Blackout e rimonta subita: “Persa lucidità nel secondo tempo”
Nonostante un avvio positivo e un vantaggio massimo di +18 (26-44), la squadra biancorossa ha vissuto un momento critico durato ben 19 minuti, durante il quale gli avversari sono riusciti a rimontare fino al +5 (79-74) a quattro minuti dalla fine dei tempi regolamentari.
“Nel secondo tempo abbiamo perso lucidità e loro sono stati bravi a cambiare ritmo”, ha ammesso Priftis.
Soluzioni tattiche e reazione nel finale
La reazione però non è mancata.
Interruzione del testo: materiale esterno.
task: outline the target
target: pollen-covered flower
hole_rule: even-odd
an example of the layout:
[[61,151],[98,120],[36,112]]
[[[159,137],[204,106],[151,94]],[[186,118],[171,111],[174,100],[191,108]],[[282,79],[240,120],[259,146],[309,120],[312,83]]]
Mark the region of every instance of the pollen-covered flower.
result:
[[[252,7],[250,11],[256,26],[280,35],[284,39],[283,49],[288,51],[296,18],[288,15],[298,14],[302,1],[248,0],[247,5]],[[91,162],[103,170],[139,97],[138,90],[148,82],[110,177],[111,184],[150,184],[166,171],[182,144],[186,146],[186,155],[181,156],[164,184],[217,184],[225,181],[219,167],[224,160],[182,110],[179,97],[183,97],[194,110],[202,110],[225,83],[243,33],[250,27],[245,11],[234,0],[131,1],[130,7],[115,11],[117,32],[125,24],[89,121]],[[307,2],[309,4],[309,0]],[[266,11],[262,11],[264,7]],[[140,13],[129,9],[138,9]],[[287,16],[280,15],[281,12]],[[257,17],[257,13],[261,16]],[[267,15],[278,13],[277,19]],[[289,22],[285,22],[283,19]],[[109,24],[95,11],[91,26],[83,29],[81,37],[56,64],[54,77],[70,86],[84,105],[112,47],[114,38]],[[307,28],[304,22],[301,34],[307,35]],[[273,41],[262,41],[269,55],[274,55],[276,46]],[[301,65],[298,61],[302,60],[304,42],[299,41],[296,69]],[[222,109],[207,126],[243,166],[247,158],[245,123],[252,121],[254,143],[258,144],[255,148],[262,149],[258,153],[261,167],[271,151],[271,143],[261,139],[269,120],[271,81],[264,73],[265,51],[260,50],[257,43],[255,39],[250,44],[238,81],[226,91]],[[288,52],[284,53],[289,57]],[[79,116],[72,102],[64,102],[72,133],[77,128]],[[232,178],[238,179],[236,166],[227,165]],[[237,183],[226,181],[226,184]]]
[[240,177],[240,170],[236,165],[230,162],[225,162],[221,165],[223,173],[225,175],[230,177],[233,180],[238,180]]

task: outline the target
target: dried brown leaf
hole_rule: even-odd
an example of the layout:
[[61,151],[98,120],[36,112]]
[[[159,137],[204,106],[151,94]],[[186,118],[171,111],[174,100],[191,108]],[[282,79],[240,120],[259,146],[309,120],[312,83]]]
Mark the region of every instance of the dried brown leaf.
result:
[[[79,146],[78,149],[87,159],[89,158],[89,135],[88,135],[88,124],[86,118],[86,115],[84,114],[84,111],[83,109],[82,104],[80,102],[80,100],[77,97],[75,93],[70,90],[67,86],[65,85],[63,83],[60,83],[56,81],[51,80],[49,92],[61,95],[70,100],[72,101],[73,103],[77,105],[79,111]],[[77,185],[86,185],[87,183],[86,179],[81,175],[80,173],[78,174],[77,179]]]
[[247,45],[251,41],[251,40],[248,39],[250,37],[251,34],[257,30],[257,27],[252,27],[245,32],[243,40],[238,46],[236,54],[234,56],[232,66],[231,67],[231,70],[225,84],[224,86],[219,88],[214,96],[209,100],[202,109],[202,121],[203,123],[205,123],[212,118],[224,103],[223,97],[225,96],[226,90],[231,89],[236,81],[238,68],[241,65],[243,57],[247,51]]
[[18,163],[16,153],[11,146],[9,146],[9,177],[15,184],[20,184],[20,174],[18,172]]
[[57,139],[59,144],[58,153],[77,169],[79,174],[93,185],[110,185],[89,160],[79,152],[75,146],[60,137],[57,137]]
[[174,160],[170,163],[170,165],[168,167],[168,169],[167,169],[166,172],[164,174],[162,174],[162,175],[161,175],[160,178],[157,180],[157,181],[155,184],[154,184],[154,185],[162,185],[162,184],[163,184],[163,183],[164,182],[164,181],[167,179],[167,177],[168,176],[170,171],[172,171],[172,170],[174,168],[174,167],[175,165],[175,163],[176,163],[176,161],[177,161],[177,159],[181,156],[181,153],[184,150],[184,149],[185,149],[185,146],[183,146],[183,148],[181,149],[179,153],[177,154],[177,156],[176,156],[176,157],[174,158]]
La Una Hotels ha ritrovato compattezza, pareggiando a quota 84 al 40’ e dominando il supplementare per 4-12.
“Abbiamo cambiato alcune soluzioni difensive e questo ci ha aiutati a raddrizzare la partita”, ha spiegato l’allenatore greco.
Il punteggio finale di 88-96 premia gli sforzi di Reggio, che ha però ancora margini di crescita, in particolare nella gestione dei parziali e nella continuità difensiva.
Dimitris Priftis: “Bello iniziare vincendo, ma servirà continuità”
Coach Priftis ha apprezzato lo spirito di squadra ma predica attenzione per il prosieguo della competizione:
“Abbiamo un piccolo vantaggio, ma loro sono una squadra forte. Sarà una lunga battaglia. Intanto, è bello iniziare una competizione in piedi e con una vittoria”.